Some people carpooled or took public transportation, which was the actual intent of the law. Others, however, took taxis, and the average taxi at the time gave off more pollution than the average car. But, group of people ended up undermining the law’s intent more significantly. That group bought second cars, which of course came with different license plate numbers, and drove those cars on the days of week they were prohibited from driving their regular cars. What kind of cars did they buy? The cheapest running vehicles – those which emitted more pollution into the city at a rate far higher than the cars they were not permitted to drive. The people released their cobras – in this case the cars into the streets.

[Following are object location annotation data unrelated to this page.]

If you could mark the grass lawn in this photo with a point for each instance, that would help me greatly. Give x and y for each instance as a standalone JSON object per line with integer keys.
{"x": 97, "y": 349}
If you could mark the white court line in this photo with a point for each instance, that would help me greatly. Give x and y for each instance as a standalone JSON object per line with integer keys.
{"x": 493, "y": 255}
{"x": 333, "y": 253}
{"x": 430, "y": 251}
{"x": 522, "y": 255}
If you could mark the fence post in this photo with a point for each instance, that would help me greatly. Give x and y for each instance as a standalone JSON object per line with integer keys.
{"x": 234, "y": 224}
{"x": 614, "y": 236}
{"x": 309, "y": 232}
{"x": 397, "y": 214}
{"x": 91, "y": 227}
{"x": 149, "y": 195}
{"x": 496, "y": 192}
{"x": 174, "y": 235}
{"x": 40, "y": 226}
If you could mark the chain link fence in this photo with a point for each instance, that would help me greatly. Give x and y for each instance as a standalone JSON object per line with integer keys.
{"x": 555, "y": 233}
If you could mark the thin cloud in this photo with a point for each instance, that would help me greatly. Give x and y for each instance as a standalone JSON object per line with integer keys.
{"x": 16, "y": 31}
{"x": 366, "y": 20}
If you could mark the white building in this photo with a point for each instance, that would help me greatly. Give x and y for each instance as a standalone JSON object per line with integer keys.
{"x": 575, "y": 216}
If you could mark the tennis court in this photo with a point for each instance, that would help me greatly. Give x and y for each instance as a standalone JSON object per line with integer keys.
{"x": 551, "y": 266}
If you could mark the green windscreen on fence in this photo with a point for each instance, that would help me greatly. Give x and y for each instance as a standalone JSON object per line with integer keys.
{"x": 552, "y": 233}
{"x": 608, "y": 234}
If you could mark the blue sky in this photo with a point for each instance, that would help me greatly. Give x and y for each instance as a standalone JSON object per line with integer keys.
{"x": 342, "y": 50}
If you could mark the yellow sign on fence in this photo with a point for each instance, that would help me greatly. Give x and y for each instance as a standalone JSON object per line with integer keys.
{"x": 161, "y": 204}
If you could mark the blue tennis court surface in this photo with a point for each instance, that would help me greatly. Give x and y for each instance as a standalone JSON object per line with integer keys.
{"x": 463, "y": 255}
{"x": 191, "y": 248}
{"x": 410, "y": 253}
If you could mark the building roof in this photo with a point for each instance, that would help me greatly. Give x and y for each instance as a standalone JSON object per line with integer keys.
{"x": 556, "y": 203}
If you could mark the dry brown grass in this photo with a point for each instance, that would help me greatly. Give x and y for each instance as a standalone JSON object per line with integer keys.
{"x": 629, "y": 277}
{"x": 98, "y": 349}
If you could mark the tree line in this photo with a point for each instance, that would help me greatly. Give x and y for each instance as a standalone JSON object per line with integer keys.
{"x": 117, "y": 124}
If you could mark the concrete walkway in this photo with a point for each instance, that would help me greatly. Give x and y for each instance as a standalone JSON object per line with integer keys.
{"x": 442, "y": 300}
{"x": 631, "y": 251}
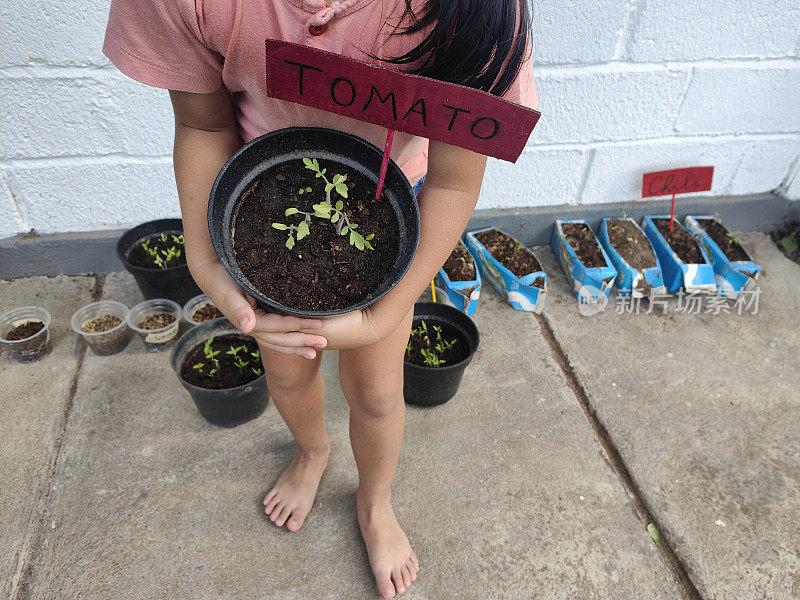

When policy makers don’t look at after effects an endless whirl of
consequences gets created; the
consequences have consequences, and the consequences of those consequences have
consequences, this goes on. It gets very complicated. For example, if hospitals
are asked to publish their mortality rate, to reduce the same they turn away
terminally ill patients.
It’s very important to understand cause-and-effect relations in complex systems.
We need to look beyond linear thinking. In particular, we need to understand
the concept of feedback and appreciate the dominant role it plays.
Another instance makes cobra effect more clear. Way back in 1976, In Venezuela when government decided to nationalize its oil industry, the intent was to keep oil profits in the country. But when the government takes over a once-private industry, the profit incentive to maintain physical capital is lost, and physical capital depreciates. The deterioration plays out over a decade or so, and that’s what made it appear at least for a while. Unlike everywhere, Venezuela’s socialism was working. But as the oil industry’s physical capital broke down, oil production fell. Coincidentally, it was around this time that oil prices fell and the ultimate unintended consequence of Venezuela’s nationalizing its oil industry went berserk.
As oil revenues and production plummeted, Venezuela’s government acted the way governments inevitably do when revenues disappear. It borrowed and taxed as much as it could, and then it started printing money. The printing led to the unintended consequence of inflation and then prices rose so high that people could no longer afford food. To respond to this unintended consequence, the government imposed price controls on food. But this created a new unintended consequence wherein farmers could no longer afford to grow food. And so the farmers stopped growing food. Finally, the government forced people to work on farms in order to assure food production. Thus ultimate unintended consequence of Venezuela’s nationalizing its oil industry resulted into slavery.
Cobra Effect creates unintended consequences everywhere. Seat belt and airbag law makes the pedestrian and cyclist unsafe as the drivers become less cautious. Essentially the Cobra Effect tells that when policy makers make policies based on linear thinking using logic, it requires intuitiveness in regards to consequences.